As part of the larger project, the UFS is investigating a possible annual Moshoeshoe memorial lecture that will focus on African leadership, nation-building and reconciliation, possible PhD-level research into the life and legacy of King Moshoeshoe and a literary anthology including prose and poetry.

“We must gain a deeper understanding of what really happened during his reign as king. Therefore the University of the Free State will encourage and support further research into the history, politics and sociology of the Moshoeshoe period, including his leadership style,” said prof. Fourie.

According to prof. Fourie the Moshoeshoe project will enable the UFS to give real meaning to respect for the diversity of our languages and cultures, and the unity South Africans seek to build as a democratic nation through such diversity.

According to the producer of the documentary, journalist Mr Max du Preez, the UFS deserves credit for recognising this extraordinary man and for financing this important documentary.

Du Preez said: “It was about time that South Africa rediscovered Moshoeshoe. Colonialist and Afrikaner Nationalist historians have painted him as a sly, untrustworthy and weak leader. Most historians have preferred to glorify leaders in South Africa’s past who were aggressors and conquerors. In the process most present-day South Africans came to regard Moshoeshoe as a minor tribal figure.”

“Yet this was the man who broke the cycle of violence, famine and suffering during the traumatic time in central South Africa in the early 1800s. During the entire 19th century, Moshoeshoe was virtually the only leader in South Africa who did not answer violence with violence, who did not set forth to conquer other groups and expand his land,” said Mr du Preez.

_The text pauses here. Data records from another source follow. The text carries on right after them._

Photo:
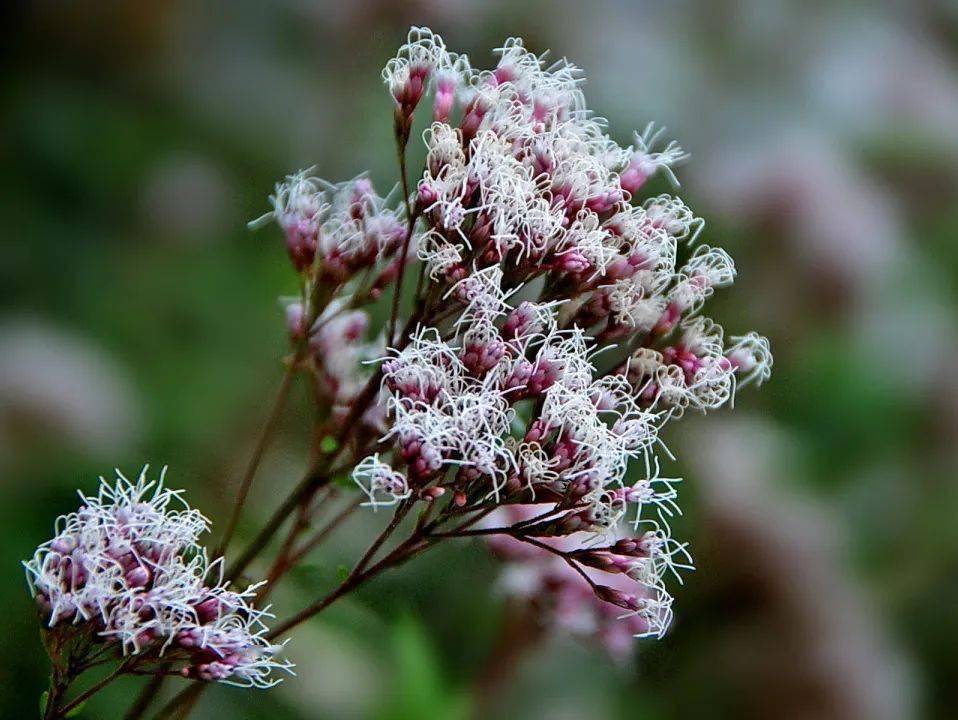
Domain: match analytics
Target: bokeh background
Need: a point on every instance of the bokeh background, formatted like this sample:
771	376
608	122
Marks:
140	324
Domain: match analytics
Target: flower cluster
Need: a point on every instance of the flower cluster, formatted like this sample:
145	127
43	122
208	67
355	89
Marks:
557	325
126	566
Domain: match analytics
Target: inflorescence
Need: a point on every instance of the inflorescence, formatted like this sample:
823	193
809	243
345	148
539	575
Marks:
126	569
559	330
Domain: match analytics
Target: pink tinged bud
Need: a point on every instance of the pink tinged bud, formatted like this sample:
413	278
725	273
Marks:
481	358
520	322
537	432
138	577
741	360
301	240
634	176
445	97
360	197
295	321
411	91
604	201
65	544
427	195
618	598
624	267
669	319
572	262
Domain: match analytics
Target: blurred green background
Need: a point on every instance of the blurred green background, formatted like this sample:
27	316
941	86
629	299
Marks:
140	324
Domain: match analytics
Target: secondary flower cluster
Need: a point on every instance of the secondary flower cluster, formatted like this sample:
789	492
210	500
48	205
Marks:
557	324
126	567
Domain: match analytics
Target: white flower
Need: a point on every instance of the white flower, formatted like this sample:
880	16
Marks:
129	561
383	485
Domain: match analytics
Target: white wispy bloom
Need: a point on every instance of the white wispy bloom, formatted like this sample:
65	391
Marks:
129	563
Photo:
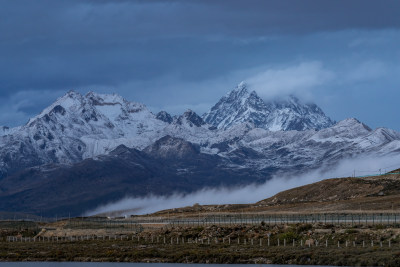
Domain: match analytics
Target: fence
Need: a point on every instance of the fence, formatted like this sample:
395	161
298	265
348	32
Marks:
247	242
102	223
234	219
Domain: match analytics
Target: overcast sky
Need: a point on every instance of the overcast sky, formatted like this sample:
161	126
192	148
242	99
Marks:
174	55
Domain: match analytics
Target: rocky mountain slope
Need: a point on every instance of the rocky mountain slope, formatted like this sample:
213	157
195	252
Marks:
241	106
76	142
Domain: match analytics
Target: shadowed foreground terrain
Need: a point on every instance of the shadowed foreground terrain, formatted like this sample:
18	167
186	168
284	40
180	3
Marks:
193	235
278	244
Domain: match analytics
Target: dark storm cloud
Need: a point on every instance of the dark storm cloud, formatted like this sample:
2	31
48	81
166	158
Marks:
50	44
168	47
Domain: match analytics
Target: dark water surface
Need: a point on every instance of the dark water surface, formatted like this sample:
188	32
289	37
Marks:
121	264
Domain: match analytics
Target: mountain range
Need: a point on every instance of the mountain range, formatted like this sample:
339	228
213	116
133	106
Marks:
87	150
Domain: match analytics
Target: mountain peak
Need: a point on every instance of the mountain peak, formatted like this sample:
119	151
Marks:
240	106
190	118
164	116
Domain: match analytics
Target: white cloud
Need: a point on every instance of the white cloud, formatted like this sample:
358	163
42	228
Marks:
365	71
300	79
251	193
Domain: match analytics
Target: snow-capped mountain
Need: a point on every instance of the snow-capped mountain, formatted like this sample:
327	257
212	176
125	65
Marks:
241	128
240	106
108	140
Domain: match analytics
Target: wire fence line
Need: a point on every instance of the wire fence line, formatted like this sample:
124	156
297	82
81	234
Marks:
136	223
246	242
234	219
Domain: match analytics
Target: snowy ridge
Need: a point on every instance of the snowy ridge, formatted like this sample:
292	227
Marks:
240	106
241	129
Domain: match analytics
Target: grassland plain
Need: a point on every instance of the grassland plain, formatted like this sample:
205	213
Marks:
355	246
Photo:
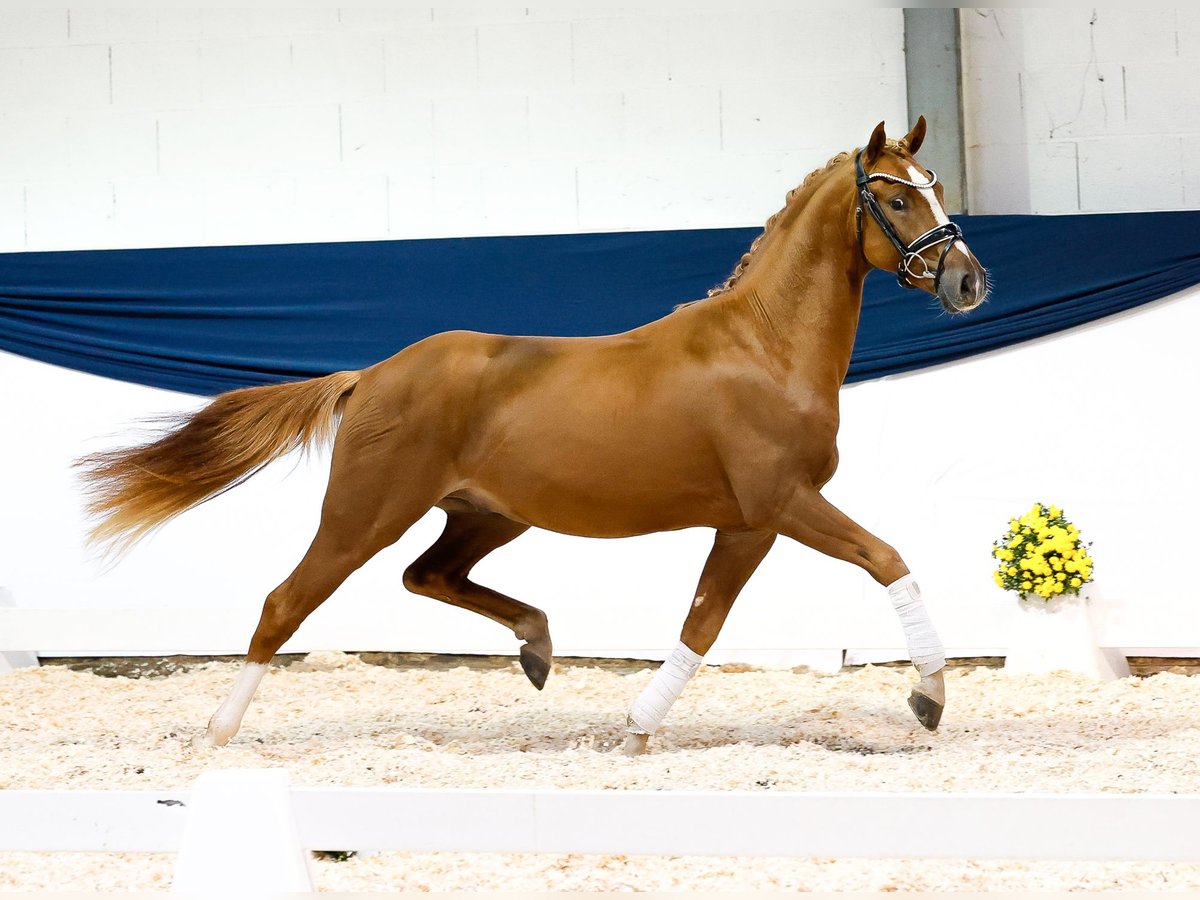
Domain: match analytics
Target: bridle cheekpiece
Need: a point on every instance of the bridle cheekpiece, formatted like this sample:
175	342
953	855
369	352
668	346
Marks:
910	253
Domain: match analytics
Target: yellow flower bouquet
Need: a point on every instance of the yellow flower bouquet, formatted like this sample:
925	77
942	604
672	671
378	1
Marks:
1042	555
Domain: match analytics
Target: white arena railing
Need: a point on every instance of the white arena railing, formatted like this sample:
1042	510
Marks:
251	828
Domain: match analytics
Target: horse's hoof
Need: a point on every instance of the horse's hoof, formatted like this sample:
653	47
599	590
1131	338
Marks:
205	742
635	744
927	709
535	660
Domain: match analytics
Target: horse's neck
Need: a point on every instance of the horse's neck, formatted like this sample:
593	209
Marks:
803	293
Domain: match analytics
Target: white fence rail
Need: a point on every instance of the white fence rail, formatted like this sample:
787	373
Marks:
281	822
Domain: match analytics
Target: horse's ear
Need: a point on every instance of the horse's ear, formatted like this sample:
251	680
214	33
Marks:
875	145
913	139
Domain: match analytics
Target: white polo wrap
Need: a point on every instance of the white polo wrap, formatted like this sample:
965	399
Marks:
651	708
924	647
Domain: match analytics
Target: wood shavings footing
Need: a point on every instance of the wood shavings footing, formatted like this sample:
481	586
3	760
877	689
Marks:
334	719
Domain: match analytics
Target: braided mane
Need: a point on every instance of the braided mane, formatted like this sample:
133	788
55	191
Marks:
739	269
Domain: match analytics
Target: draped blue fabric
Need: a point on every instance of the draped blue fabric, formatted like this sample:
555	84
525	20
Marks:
207	319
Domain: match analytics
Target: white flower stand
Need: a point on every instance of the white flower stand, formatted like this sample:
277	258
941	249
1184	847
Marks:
1048	636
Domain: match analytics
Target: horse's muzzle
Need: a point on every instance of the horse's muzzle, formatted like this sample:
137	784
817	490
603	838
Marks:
964	285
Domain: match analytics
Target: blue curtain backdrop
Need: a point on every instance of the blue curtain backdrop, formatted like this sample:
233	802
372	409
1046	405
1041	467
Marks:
207	319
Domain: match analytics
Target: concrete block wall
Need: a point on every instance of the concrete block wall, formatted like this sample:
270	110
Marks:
1081	109
173	127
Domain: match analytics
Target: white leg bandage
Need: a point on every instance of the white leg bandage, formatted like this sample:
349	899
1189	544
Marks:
651	708
226	721
924	647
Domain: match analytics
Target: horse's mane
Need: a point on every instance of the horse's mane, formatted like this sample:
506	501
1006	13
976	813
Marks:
895	145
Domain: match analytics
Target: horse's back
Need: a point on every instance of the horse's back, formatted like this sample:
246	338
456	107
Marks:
588	435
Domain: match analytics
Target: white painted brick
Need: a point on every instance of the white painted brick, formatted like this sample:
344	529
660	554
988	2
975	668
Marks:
700	192
1163	97
258	209
993	112
774	46
528	198
69	215
576	125
999	179
525	57
34	145
619	53
706	49
672	120
456	199
1141	34
159	213
480	127
33	28
411	209
337	67
246	71
828	114
59	77
247	141
156	76
990	40
1051	36
181	24
1073	101
1191	153
1054	186
341	207
111	143
268	21
1131	173
432	59
379	133
12	217
378	22
1187	31
486	13
759	119
101	25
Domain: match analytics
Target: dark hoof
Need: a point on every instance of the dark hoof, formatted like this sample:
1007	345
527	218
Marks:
535	660
635	744
928	712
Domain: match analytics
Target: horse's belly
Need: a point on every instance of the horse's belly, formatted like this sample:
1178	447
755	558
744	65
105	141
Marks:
597	507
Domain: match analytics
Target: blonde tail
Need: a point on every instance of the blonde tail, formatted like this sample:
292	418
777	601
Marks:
132	491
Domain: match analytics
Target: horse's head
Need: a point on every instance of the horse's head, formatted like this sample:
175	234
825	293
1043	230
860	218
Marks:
903	226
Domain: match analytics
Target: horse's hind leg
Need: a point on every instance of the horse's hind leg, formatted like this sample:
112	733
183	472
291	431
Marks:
366	508
442	573
732	561
811	520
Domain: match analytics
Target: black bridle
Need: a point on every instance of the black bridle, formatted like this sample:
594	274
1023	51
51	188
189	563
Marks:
912	252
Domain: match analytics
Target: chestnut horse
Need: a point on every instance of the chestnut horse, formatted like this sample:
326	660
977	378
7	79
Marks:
724	414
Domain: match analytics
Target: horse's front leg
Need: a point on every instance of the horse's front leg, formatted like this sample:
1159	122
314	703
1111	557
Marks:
732	561
814	521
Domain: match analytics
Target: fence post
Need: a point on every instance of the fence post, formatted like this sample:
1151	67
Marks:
240	838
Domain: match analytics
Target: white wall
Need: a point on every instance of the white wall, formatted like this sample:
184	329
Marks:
934	462
1081	109
174	127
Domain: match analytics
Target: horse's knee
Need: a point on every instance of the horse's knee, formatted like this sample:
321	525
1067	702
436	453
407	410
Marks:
426	581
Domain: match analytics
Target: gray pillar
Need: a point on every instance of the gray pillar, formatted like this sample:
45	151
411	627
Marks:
934	67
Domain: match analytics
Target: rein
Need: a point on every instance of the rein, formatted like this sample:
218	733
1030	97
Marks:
910	253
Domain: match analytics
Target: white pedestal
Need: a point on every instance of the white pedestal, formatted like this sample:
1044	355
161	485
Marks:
1059	634
240	838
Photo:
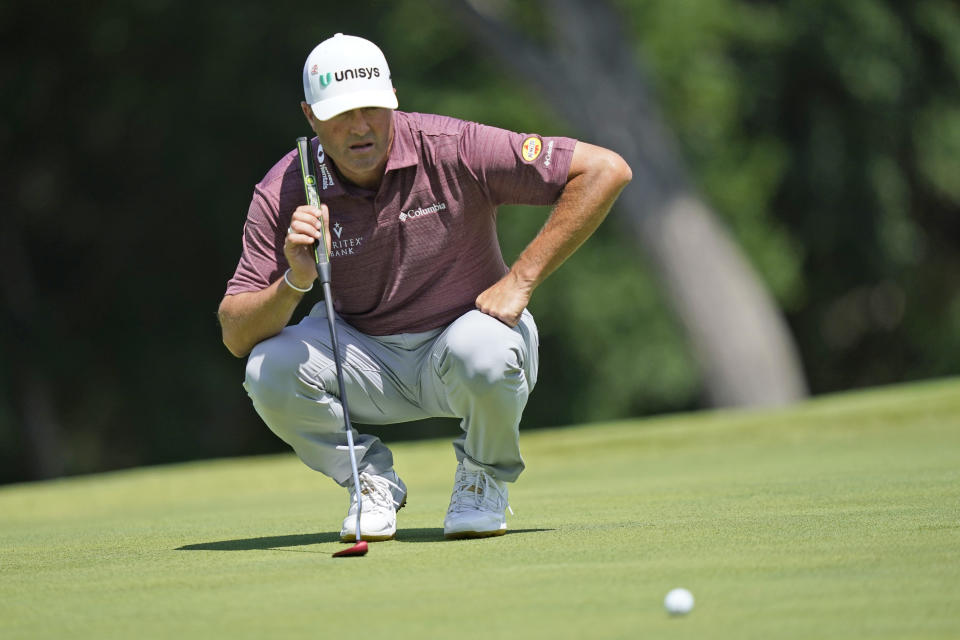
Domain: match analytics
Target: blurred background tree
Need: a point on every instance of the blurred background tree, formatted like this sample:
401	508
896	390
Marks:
825	136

“I have no doubt that the stability that the Free State region has enjoyed over more than a century was largely due to Moshoeshoe’s leadership and vision. He can quite rightly be called “The Nelson Mandela of the 19th Century,” Mr du Preez added.

Explaining the title of the documentary film, Mr du Preez said: “We decided to call the documentary “The Reniassance King” because whichever way one looks at it, Moshoeshoe symbolised everything behind the concept of an African Renaissance.”

“He was progressive, just and fair; he deeply respected human life and dignity (we would nowadays call it human rights); he embraced modernity and technology without ever undermining his own people’s culture or natural wisdom; he never allowed European or Western influence to overwhelm him, make him insecure or take away his pride as an African,” said Mr du Preez.

“Moshoeshoe was the best of Africa. If only contemporary African leaders would follow his example of what African leadership should be,” Mr du Preez said.

Among the interviewees in the film were Lesotho’s most prominent historian, Dr LBBJ Machobane, the head of the UFS’s Department of History, prof. Leo Barnard, Moshoeshoe expert and Gauteng educationist Dr Peter Seboni, Lesotho author and historian Martin Lelimo and Chief Seeiso Bereng Seeiso, Principal Chief of Matsieng and direct descendant of the first King of the Basotho.

The documentary film on King Moshoeshoe will be screened on SABC 2 on Thursday 4 November 2004.